Figure 2.

Geometric delay of myotube formation in DM by locally embedded growth factors. Myogenic progenitor cells have been plated at 50% confluency in chamber slides in DM. Cells were cultured for 48 hours and fixed. Immunofluorescence was performed with the indicated antibodies: α-BrdU (red), α-eMHC (green), and Hoechst (blue) was used to label all nuclei.

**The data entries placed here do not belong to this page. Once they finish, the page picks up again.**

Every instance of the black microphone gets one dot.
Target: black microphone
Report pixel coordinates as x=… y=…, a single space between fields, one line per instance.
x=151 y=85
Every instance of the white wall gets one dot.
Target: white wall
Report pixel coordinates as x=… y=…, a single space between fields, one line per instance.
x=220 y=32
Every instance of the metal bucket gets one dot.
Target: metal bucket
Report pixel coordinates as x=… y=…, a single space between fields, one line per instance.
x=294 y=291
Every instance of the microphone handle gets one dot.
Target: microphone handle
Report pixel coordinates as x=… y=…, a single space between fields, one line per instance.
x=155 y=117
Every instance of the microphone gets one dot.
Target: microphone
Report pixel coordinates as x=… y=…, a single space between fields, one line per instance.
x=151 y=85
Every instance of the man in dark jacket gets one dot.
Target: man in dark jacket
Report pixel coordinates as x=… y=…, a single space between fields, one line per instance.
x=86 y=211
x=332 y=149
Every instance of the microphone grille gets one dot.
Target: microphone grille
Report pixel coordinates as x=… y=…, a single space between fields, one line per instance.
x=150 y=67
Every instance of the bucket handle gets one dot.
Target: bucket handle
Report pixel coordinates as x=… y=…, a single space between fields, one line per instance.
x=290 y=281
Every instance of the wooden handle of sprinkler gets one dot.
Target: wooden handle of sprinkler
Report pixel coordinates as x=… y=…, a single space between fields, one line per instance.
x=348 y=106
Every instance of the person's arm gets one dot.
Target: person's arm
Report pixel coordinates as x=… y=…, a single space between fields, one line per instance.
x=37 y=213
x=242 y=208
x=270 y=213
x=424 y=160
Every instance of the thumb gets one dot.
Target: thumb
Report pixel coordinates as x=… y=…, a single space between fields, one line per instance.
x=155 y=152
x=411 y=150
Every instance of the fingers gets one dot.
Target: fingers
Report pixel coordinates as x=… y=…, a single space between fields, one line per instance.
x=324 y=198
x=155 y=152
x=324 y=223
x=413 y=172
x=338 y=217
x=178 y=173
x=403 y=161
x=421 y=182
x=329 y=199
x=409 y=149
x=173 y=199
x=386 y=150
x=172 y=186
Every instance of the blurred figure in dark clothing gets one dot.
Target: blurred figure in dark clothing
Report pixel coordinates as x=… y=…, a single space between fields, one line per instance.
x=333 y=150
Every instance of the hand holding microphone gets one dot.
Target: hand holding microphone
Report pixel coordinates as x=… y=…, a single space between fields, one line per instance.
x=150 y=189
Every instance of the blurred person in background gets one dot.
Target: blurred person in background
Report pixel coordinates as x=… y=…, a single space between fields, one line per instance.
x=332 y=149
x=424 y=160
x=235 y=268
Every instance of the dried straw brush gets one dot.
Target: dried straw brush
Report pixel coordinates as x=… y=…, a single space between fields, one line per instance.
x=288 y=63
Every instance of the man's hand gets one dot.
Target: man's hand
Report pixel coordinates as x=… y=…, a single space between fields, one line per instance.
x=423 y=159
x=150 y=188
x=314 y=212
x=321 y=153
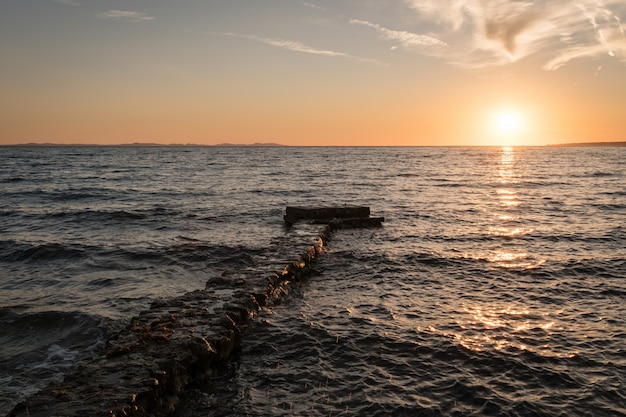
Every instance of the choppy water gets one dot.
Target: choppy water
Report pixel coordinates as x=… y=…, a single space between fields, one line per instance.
x=495 y=287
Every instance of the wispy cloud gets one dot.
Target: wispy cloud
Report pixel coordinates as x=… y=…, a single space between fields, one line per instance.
x=68 y=2
x=295 y=46
x=125 y=15
x=406 y=39
x=482 y=33
x=311 y=5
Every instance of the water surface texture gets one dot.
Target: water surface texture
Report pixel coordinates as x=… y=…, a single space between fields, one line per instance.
x=495 y=287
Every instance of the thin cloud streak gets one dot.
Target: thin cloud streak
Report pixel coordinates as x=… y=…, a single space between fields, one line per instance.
x=406 y=39
x=128 y=16
x=483 y=33
x=296 y=46
x=68 y=2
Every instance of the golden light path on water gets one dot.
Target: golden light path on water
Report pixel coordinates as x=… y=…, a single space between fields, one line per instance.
x=484 y=325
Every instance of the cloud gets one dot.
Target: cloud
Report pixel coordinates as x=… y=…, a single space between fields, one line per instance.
x=296 y=46
x=68 y=2
x=406 y=39
x=311 y=5
x=125 y=15
x=495 y=32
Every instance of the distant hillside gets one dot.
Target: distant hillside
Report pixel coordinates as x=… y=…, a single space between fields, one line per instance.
x=252 y=144
x=591 y=144
x=142 y=144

(a) DM with unmodified ECM (DM) and DM with GF-modified ECM (DM+GF). There is a clear difference in the fate of cells cultured in DM on unmodified ECM (terminally differentiated, multinucleated myotubes) vs on GF-modified ECM (higher numbers of proliferative cells and smaller myotubes). (b) Quantification of P, early stage-differentiated cells with less than 2 nuclei (D1) and later stage-differentiated cells with more than 2 nuclei (D2). Cells cultured on unmodified ECM in DM show low percentage of proliferating cells and high percentage of differentiated cells. Alternately, when cultured on GF-modified ECM, cells show higher percentage of proliferating cells and lower numbers of differentiated cells. (c) The boundary between unmodified ECM substrate and DF-modified ECM is shown (DM + GF interface). Magnified photographs (20x) of cells seeded on unmodified ECM (outside) and on GF-modified ECM (inside) areas of the culture plate are also shown. Cells were originally seeded at uniform confluency; however, as expected, cells adherent to the GF-modified ECM proliferated at a higher rate, resulting in a higher number of cells compared with those adherent to control ECM. Similar results have been obtained in at least 3 independent experiments. Magnification: (a) 20x; (c) “Outside”, “Inside” 20x; (c) “Interface” 10x.